The proximity of that Russian hack to Friday's Wikileaks dump– of the very same material accessed by the Russians– appears to be undergirding Democratic concerns. If true, Moscow's hacking effort is just one more piece of evidence, piled increasingly high, that Russian leadership supports Trump's bid for president.
Trump has filled his inner circle with aides who have long worked in Russian politics and, consequentially, within the orbit of Russian President Vladimir Putin, who has repeatedly offered praise for the GOP nominee. And the Trump Organization relies heavily on Russian money, which since the 1990s has disproportionately represented a "cross-section of a lot of our assets," the candidate's son, Donald Trump Jr., said in 2008.
Trump's campaign chair and manager, Paul Manafort, spent nearly a decade working for Viktor Yanukovych, the pro-Kremlin leader of Ukraine whose ouster in 2014 led to Russia's invasion of Crimea. His chief Europe adviser, Carter Page, maintains significant investments in Russian oil and gas company Gazprom, which has suffered from US-led sanctions over Ukraine.
In an appearance in Moscow earlier this month, Page, at the invitation of Kremlin officials, addressed students on evolving US policy in Europe. Decades-old American foreign policy is driven by an "often-hypocritical focus on democratization, inequality, corruption and regime change," he told the Russian crowd, questioning the authenticity of US democracy itself: "It’s not always as liberal as it may seem."
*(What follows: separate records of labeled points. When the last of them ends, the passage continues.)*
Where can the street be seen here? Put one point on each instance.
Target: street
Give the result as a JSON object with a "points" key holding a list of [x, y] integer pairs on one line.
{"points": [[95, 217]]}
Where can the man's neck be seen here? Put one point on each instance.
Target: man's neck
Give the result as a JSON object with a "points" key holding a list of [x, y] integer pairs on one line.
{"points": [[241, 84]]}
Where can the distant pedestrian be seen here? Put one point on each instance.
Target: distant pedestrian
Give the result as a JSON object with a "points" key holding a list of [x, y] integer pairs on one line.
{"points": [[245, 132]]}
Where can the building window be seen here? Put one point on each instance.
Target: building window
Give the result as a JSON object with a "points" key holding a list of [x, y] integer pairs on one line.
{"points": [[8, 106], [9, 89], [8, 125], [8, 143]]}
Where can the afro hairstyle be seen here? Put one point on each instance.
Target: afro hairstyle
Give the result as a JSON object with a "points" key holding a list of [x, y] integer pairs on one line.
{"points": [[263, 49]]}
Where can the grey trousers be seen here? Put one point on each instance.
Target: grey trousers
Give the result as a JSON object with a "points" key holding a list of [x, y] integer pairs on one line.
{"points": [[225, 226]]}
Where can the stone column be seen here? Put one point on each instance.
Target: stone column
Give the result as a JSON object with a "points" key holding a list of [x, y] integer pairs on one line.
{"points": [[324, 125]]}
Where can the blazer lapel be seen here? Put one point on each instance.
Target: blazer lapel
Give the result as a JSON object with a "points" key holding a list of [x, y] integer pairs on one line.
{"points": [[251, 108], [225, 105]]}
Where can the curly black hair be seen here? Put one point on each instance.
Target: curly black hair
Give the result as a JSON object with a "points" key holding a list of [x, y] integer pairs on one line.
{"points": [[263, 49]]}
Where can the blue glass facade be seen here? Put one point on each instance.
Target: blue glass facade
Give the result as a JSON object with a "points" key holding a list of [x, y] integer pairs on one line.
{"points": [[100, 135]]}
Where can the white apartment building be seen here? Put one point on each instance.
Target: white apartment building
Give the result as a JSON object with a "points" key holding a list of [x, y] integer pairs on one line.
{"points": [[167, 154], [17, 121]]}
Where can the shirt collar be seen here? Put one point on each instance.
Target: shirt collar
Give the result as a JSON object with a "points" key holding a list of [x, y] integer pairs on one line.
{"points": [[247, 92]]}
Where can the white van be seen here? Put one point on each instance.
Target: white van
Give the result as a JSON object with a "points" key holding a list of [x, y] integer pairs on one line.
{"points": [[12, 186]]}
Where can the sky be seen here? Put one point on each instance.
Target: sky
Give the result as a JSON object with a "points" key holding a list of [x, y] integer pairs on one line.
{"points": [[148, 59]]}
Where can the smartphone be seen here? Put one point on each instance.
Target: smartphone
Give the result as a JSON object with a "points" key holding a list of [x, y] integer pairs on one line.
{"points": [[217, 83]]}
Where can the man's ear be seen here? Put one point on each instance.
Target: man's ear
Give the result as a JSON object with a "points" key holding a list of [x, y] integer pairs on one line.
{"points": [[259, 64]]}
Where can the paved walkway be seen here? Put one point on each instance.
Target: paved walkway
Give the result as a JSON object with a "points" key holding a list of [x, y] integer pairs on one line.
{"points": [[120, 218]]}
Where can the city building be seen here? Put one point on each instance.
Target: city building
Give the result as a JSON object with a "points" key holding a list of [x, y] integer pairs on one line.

While largely hands off in negotiations over the Republican Party Platform this month, Trump's campaign aides lobbied hard over one issue: Language on Russia over its involvement in Ukraine. And last week, the candidate said he would think twice before coming to the aid of America's NATO allies in the Baltics– which are deeply fearful of a Crimea-style invasion by Russian forces– despite the US' Article 5 commitment to mutual defense.
Trump's NATO position amounts to "an open invitation to Vladimir Putin to just roll on in," said Tim Kaine, Clinton's newly minted running mate, in his inaugural campaign speech on Saturday.
Russian state-run media has offered the candidate favorable coverage in recent months– Assange himself is now a Russia Today commentator– and Interfax circulated a poll last month claiming that Russians favor Trump three times more often than Clinton.
"I believe the consensus is that Russia was behind the [DNC] attack," said Danielle Pletka, vice president for foreign and defense policy studies at the American Enterprise Institute. Asked whether she believes Putin is supporting Trump, she replied, "of course."
"Intervention? I know the former and suspect the latter," she added.